Deserialize source data

This document describes how to use the deserializer in mappings.

The deserializer reads semi-structured data embedded within a source datastore field, and exposes it as a data structure that can be manipulated and loaded to a target datastore. It is useful in situations where you have JSON or XML data in a single database column, such as a LONGVARCHAR column, and you want to process it as its native data structure. The deserializer lets you manipulate this embedded JSON or XML data with the same ease as a physical JSON or XML file.

The deserializer templates offered in mappings are based on the computed output format. For example, when the output is in JSON format, you will see options for a JSON deserializer.

Refer to Templates for the list of currently supported formats and templates.

Create a deserializer

To create and configure a deserializer in a mapping:

Create the deserializer:

Drag and drop a database schema in the mapping.

Or drag and drop a field from a datastore in the mapping and then select a database schema.

deserializer creation from field

The database schema that is selected is used by the deserializer as a backend engine to process the semi-structured data with the runtime capabilities. Selecting the database schema used as the backend is mandatory.

Add your input data.
Set the output data.
Add fields (Optional).
Map target datastores.

Configure a deserializer

Add input

The input is the source datastore field containing the embedded semi-structured data.

To define the input of the deserializer, drag and drop the field that contains the embedded semi-structured data from the source datastore on Input.
deserializer add input

Add output

The output is a reverse-engineered metadata representing the structure of the input data, such as, for example, a JSON metadata.

To define the output of the deserializer, drag and drop a previously reverse-engineered metadata representing the expected data structure on Output.
deserializer output

The output structure must match the structure contained in the input data.

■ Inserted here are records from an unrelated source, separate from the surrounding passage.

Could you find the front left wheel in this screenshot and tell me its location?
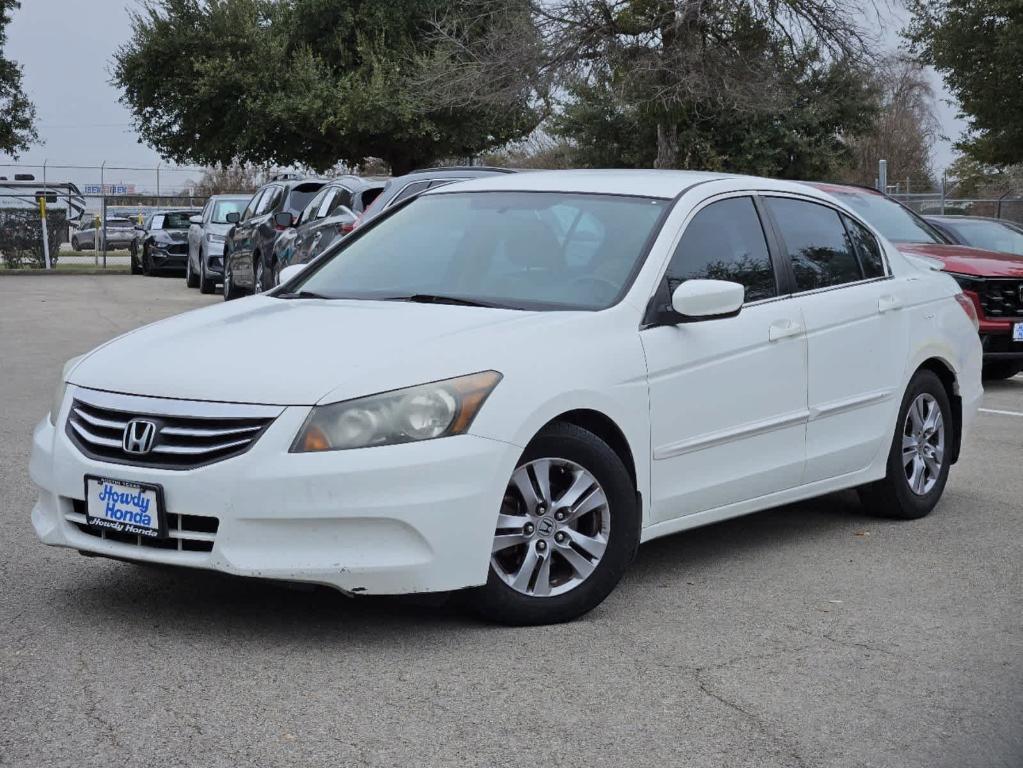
[470,423,640,625]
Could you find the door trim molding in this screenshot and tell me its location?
[654,410,810,461]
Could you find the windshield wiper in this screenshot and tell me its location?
[275,290,331,299]
[382,293,515,309]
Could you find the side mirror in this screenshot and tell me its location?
[280,264,307,285]
[671,280,746,322]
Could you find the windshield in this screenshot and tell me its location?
[828,188,944,242]
[294,192,669,310]
[210,197,246,224]
[941,219,1023,255]
[163,211,195,229]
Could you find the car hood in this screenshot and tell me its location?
[69,296,572,405]
[895,242,1023,277]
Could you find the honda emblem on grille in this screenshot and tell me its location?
[121,418,157,454]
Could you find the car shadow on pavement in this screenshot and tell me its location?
[43,492,883,643]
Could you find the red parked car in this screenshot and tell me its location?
[809,182,1023,378]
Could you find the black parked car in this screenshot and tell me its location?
[224,179,327,301]
[355,166,516,227]
[265,176,385,278]
[130,209,198,275]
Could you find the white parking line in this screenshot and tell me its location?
[977,408,1023,416]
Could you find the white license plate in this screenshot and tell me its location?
[85,476,167,539]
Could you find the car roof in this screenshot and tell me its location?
[424,169,732,198]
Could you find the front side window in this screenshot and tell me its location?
[295,192,669,310]
[765,197,863,291]
[666,197,777,302]
[941,219,1023,255]
[210,199,246,224]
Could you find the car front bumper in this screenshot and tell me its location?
[30,398,521,594]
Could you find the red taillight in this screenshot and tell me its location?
[955,290,980,331]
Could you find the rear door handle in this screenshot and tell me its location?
[878,293,902,312]
[767,320,803,342]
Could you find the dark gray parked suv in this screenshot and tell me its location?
[224,179,327,301]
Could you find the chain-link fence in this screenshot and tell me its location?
[893,191,1023,224]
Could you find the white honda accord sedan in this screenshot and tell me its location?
[31,171,981,624]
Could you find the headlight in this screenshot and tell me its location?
[50,355,85,426]
[292,370,501,453]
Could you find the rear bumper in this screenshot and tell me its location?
[980,327,1023,362]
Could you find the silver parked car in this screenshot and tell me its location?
[185,194,252,293]
[71,217,135,251]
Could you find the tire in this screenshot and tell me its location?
[224,257,243,302]
[982,360,1023,381]
[185,254,198,288]
[465,423,640,625]
[198,251,217,293]
[857,369,955,519]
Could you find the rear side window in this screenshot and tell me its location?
[765,197,863,291]
[667,197,777,302]
[842,216,885,277]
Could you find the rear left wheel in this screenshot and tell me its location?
[471,423,640,625]
[858,370,954,519]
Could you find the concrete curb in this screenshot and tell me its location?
[0,267,131,277]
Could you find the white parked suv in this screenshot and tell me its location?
[31,171,981,624]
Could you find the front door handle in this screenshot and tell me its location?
[878,293,901,312]
[767,320,803,342]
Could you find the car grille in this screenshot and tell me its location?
[977,279,1023,318]
[64,499,220,552]
[65,389,280,469]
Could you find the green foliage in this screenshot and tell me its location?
[0,208,68,269]
[0,0,39,157]
[907,0,1023,165]
[551,20,877,179]
[114,0,536,173]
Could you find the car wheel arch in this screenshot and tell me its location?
[909,357,963,464]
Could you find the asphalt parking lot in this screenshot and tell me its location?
[0,276,1023,768]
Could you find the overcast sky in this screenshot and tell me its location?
[0,0,962,191]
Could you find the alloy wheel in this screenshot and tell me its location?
[491,458,611,597]
[902,392,945,496]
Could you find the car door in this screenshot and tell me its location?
[640,194,807,522]
[231,185,279,288]
[764,196,909,483]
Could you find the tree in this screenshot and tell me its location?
[845,56,939,188]
[906,0,1023,165]
[552,3,874,178]
[114,0,537,174]
[0,0,39,157]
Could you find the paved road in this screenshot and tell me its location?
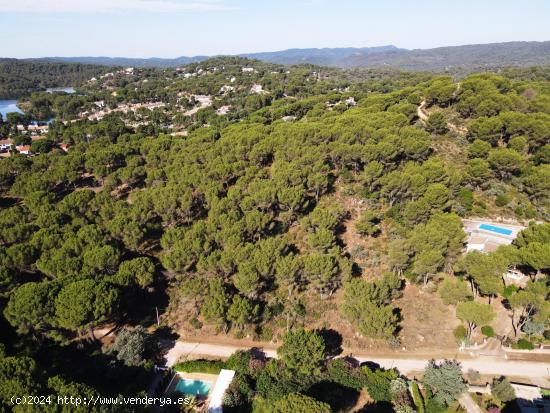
[166,341,550,379]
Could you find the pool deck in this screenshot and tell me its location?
[462,219,525,253]
[165,372,218,398]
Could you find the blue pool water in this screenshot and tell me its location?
[479,224,513,235]
[176,379,212,396]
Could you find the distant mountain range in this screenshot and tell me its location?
[23,41,550,71]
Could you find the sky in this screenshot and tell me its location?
[0,0,550,58]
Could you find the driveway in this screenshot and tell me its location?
[165,341,550,379]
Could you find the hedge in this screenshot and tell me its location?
[174,360,225,374]
[512,338,535,350]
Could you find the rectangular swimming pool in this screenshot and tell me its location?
[176,379,212,396]
[479,224,513,235]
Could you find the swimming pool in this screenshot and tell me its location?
[479,224,513,235]
[176,379,212,396]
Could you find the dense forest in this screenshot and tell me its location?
[0,58,550,412]
[0,58,113,99]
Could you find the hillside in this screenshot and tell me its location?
[0,59,111,99]
[31,41,550,73]
[0,57,550,413]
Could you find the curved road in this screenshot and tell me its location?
[165,341,550,379]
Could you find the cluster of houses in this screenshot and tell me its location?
[80,100,166,121]
[16,124,48,137]
[0,138,69,157]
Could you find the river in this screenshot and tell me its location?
[0,87,75,120]
[0,100,23,120]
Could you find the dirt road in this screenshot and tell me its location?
[165,341,550,379]
[458,393,483,413]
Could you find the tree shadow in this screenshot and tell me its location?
[306,380,359,412]
[356,402,394,413]
[316,328,343,357]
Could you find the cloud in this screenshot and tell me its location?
[0,0,230,13]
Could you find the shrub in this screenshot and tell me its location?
[512,338,535,350]
[225,350,252,374]
[174,360,229,374]
[491,377,516,402]
[481,326,495,337]
[495,195,510,207]
[453,325,468,343]
[438,279,473,305]
[412,381,426,413]
[362,366,398,402]
[502,285,518,298]
[326,359,366,390]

Finally, use the output structure as a source to load your target datastore.

When the mapping is executed, the deserializer parses the semi-structured data from the input field and loads it into the output structure. Finally, the data from the output is loaded into the mapped fields in the target datastore.

The deserializer templates proposed are computed from the output structure format. When the output is of JSON format, JSON deserializer templates are proposed. Refer to Templates for the full list of supported formats and templates.

Add fields

Deserializer fields are optional containers to store source columns' data alongside the output structure data.

Create fields when you need to load and process data from other columns that the one containing the semi-structured data, or when you need to join two deserializers.

To add deserializer fields:

In the top left corner of the deserializer, click the create field icon.
Drag and drop a field from the source datastore on the field that was created.
Repeat the procedure to add other fields.

Finally, use the fields as a source to map a target datastore or use them to join the deserializer with other datastores.

Join deserializers

You may have more than one deserializer in your mapping. In such a scenario, you can join them using fields.

To join two deserializers:

Select a deserializer and add the fields containing the data that will be used for the join. See Add fields.
Repeat the procedure for the other deserializer.
Drag and drop the field from one deserializer on the field in the other deserializer.

The two deserializers are joined. Use them as a source to load target datastores.

Sample mapping

In this sample, the source table contains single columns data and a column with embedded semi-structure data.

deserializer sample source data

Through the deserializer, both are manipulated and loaded into multiple target datastores.

deserializer mapping sample

Below, an example of target datastore content, with the source semi-structured data extracted.

deserializer sample target data

Templates

The deserializer provides two generic templates to deserialize data retrieved from a source RDBMS column:

DESERIALIZER RDBMS String as JSON, to parse JSON data.
DESERIALIZER RDBMS String as XML, to parse XML data.

It also provides technology-specific templates optimized for certain database providers.

Specific JSON deserializers

DESERIALIZER BigQuery String as JSON for a Google BigQuery source.
DESERIALIZER Greenplum String as JSON for a Greenplum source.
DESERIALIZER HSQL String as JSON for an HSQL source.
DESERIALIZER MySQL String as JSON for a MySQL source.
DESERIALIZER Oracle String as JSON for an Oracle source.
DESERIALIZER PostgreSQL String as JSON for a PostgreSQL source.
DESERIALIZER Redshift String as JSON for an Amazon Redshift source.
DESERIALIZER Snowflake String as JSON for a Snowflake string and VARIANT column source.

Specific XML deserializers

DESERIALIZER Greenplum String as XML for a Greenplum source.
DESERIALIZER PostgreSQL String as XML for a PostgreSQL source.
DESERIALIZER Snowflake VARIANT as XML for a Snowflake VARIANT column source.